- Location of Pioneer Village in Bullitt County, Kentucky.
- Coordinates: 38°03′36″N 85°40′48″W﻿ / ﻿38.06000°N 85.68000°W
- Country: United States
- State: Kentucky
- County: Bullitt
- Incorporated: 1974

Area
- • Total: 1.23 sq mi (3.18 km^{2})
- • Land: 1.22 sq mi (3.17 km^{2})
- • Water: 0 sq mi (0.00 km^{2})
- Elevation: 538 ft (164 m)

Population (2020)
- • Total: 2,671
- • Estimate (2022): 2,708
- • Density: 2,179/sq mi (841.5/km^{2})
- Time zone: UTC-5 (Eastern (EST))
- • Summer (DST): UTC-4 (EDT)
- FIPS code: 21-61356
- GNIS feature ID: 2404526
- Website: www.cityofpioneervillage.com

= Pioneer Village, Kentucky =

Pioneer Village is a home rule-class city in Bullitt County, Kentucky, in the United States. The population was 2,671 as of the 2020 census, up from 2,030 at the time of the 2010 census. Pioneer Village was struck by a tornado in 1996.

==Geography==
Pioneer Village is located in northern Bullitt County. It is bordered by the city of Hillview to the north and west, and the city of Hebron Estates is to the south. Downtown Louisville is 16 mi to the north.

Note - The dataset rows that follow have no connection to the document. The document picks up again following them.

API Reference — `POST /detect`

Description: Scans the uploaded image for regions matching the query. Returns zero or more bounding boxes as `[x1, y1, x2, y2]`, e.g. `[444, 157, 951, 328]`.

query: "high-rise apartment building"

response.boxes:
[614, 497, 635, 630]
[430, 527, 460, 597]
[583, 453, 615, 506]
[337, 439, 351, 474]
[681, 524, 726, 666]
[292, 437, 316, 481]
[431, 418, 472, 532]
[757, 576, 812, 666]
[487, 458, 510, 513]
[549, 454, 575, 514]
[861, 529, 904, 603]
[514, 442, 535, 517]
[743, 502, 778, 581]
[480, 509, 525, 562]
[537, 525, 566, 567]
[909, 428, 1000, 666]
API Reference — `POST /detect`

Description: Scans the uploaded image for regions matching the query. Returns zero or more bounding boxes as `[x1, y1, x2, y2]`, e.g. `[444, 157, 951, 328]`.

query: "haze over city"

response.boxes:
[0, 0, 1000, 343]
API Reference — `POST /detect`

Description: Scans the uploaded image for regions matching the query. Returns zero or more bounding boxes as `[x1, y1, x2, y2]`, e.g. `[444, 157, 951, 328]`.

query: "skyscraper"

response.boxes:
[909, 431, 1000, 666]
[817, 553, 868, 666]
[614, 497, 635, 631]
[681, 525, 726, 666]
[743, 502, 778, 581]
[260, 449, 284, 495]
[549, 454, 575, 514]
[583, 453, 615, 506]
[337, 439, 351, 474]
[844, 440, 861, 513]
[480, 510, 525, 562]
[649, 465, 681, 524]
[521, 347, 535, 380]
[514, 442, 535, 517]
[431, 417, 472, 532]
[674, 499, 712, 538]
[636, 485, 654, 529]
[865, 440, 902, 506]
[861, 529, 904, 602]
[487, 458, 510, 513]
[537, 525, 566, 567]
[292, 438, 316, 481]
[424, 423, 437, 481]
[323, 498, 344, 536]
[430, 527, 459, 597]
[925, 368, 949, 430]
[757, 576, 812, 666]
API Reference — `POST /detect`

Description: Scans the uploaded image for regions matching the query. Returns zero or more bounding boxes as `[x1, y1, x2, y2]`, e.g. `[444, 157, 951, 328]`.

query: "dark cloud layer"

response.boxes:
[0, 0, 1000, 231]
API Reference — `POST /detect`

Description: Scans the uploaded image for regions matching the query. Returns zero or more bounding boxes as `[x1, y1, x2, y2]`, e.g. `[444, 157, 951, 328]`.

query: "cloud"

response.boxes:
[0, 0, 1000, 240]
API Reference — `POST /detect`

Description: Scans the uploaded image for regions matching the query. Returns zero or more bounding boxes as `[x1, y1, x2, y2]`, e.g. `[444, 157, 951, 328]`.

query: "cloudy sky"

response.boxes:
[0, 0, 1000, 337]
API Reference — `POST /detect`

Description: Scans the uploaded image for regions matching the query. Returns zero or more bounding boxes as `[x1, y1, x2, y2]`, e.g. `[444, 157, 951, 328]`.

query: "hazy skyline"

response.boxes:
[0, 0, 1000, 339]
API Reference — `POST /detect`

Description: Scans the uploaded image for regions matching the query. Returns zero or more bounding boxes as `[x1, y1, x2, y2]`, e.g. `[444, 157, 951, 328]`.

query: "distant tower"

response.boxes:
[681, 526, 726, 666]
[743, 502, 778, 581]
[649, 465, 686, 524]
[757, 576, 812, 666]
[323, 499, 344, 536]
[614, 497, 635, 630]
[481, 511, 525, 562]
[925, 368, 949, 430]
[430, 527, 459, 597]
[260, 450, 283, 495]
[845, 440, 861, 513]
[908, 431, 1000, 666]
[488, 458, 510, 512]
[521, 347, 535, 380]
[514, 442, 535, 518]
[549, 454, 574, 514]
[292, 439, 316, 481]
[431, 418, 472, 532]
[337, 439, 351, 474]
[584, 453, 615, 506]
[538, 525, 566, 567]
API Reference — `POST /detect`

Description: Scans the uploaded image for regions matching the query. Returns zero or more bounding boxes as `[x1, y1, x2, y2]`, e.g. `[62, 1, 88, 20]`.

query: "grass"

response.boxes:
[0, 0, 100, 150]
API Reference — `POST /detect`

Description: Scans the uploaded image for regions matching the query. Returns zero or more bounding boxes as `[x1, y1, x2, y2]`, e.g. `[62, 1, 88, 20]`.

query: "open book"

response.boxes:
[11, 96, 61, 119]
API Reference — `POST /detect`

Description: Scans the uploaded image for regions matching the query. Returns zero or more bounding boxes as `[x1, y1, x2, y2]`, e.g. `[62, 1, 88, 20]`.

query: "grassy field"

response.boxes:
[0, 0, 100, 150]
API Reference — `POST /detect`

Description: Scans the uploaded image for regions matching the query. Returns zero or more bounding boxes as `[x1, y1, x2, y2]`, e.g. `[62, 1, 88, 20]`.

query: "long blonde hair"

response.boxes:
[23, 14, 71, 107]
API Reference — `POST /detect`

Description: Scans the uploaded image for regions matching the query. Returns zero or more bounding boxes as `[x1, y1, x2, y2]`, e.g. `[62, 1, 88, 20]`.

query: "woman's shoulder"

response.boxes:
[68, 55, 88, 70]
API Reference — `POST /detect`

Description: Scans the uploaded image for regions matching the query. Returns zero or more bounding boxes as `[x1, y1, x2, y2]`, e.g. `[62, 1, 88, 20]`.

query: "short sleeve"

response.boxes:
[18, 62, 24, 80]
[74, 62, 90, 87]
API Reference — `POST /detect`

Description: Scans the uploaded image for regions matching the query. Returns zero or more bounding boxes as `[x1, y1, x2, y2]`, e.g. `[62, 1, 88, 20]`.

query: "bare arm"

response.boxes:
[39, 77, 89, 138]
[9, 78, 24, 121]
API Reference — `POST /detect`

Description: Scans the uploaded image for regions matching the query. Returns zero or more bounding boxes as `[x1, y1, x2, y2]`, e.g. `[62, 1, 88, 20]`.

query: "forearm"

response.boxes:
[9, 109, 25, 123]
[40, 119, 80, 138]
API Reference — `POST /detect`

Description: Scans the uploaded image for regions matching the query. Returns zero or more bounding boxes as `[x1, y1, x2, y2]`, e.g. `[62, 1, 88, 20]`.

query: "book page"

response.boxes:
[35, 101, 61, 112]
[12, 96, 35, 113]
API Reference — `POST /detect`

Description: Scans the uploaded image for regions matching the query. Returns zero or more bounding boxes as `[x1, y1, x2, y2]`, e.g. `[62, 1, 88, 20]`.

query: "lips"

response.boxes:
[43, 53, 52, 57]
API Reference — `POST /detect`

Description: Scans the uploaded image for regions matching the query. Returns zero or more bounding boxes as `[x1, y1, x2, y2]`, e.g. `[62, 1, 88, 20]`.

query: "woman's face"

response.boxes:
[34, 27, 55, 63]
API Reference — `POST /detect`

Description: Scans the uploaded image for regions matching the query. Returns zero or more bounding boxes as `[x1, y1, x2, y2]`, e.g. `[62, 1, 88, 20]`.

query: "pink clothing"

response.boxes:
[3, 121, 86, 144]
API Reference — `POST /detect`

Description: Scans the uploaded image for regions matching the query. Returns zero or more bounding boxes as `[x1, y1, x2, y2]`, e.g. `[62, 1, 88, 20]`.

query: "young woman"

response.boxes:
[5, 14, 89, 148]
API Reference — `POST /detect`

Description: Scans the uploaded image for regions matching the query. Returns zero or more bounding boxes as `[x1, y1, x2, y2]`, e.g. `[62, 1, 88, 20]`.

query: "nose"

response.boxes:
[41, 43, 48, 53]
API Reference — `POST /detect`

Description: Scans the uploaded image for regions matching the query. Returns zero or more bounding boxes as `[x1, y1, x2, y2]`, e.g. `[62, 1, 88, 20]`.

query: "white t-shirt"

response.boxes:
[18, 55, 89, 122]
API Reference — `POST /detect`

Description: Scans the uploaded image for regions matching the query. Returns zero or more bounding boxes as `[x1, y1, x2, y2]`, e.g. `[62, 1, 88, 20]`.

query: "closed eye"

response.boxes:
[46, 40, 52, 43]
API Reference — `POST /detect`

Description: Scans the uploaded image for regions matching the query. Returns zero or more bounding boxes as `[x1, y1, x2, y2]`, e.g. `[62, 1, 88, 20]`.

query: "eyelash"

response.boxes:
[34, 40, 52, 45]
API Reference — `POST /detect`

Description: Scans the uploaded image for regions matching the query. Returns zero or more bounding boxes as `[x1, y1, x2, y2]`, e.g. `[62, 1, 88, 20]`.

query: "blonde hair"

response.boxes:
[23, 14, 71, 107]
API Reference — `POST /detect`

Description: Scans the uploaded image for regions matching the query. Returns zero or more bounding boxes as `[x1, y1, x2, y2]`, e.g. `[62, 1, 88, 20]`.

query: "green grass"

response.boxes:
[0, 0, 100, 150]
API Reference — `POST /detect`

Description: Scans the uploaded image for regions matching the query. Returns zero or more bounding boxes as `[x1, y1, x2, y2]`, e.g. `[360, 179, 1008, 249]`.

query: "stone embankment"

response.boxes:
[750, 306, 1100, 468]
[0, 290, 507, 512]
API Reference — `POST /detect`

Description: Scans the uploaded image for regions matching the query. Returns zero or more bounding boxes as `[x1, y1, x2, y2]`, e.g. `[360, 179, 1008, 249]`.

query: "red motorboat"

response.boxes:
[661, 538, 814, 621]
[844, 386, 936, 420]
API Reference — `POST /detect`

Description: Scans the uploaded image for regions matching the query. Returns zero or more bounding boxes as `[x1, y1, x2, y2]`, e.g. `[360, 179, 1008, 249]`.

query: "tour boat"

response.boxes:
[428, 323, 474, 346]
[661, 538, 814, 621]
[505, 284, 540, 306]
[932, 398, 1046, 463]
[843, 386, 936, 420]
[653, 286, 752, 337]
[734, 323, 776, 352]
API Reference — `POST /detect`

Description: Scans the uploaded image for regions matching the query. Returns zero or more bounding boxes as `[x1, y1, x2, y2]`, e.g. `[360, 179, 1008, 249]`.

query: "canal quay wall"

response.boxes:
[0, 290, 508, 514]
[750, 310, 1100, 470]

According to the United States Census Bureau, Pioneer Village has a total area of 1.9 sqkm, all land.

==Demographics==

Historical population
| Census | Pop. | Note | %± |
| 1980 | 390 |  | — |
| 1990 | 1,130 |  | 189.7% |
| 2000 | 2,555 |  | 126.1% |
| 2010 | 2,030 |  | −20.5% |
| 2020 | 2,671 |  | 31.6% |
| 2022 (est.) | 2,708 |  | 1.4% |
U.S. Decennial Census

===2020 census===
As of the 2020 census, Pioneer Village had a population of 2,671. The median age was 50.1 years. 17.7% of residents were under the age of 18 and 24.9% of residents were 65 years of age or older. For every 100 females there were 91.9 males, and for every 100 females age 18 and over there were 88.3 males age 18 and over.

100.0% of residents lived in urban areas, while 0.0% lived in rural areas.

There were 1,104 households in Pioneer Village, of which 26.5% had children under the age of 18 living in them. Of all households, 54.3% were married-couple households, 13.3% were households with a male householder and no spouse or partner present, and 24.8% were households with a female householder and no spouse or partner present. About 23.2% of all households were made up of individuals and 12.7% had someone living alone who was 65 years of age or older.

There were 1,134 housing units, of which 2.6% were vacant. The homeowner vacancy rate was 0.5% and the rental vacancy rate was 10.1%.

Racial composition as of the 2020 census
| Race | Number | Percent |
|---|---|---|
| White | 2,458 | 92.0% |
| Black or African American | 28 | 1.0% |
| American Indian and Alaska Native | 3 | 0.1% |
| Asian | 11 | 0.4% |
| Native Hawaiian and Other Pacific Islander | 1 | 0.0% |
| Some other race | 15 | 0.6% |
| Two or more races | 155 | 5.8% |
| Hispanic or Latino (of any race) | 60 | 2.2% |

===2000 census===
As of the 2000 census, there were 2,555 people, 880 households, and 746 families residing in the city. The population density was 2,186.7 PD/sqmi. There were 900 housing units at an average density of 770.3 /mi2. The racial makeup of the city was 98.08% White, 0.27% African American, 0.04% Native American, 0.74% Asian, 0.31% from other races, and 0.55% from two or more races. Hispanic or Latino of any race were 0.59% of the population.

There were 880 households, out of which 45.1% had children under the age of 18 living with them, 73.0% were married couples living together, 8.8% had a female householder with no husband present, and 15.2% were non-families. 11.8% of all households were made up of individuals, and 3.6% had someone living alone who was 65 years of age or older. The average household size was 2.90 and the average family size was 3.15.

In the city, the population was spread out, with 29.5% under the age of 18, 6.9% from 18 to 24, 36.1% from 25 to 44, 22.3% from 45 to 64, and 5.3% who were 65 years of age or older. The median age was 34 years. For every 100 females, there were 93.6 males. For every 100 females age 18 and over, there were 95.0 males.

The median income for a household in the city was $55,568, and the median income for a family was $56,276. Males had a median income of $36,370 versus $25,699 for females. The per capita income for the city was $20,336. About 0.8% of families and 1.7% of the population were below the poverty line, including 3.2% of those under age 18 and 4.6% of those age 65 or over.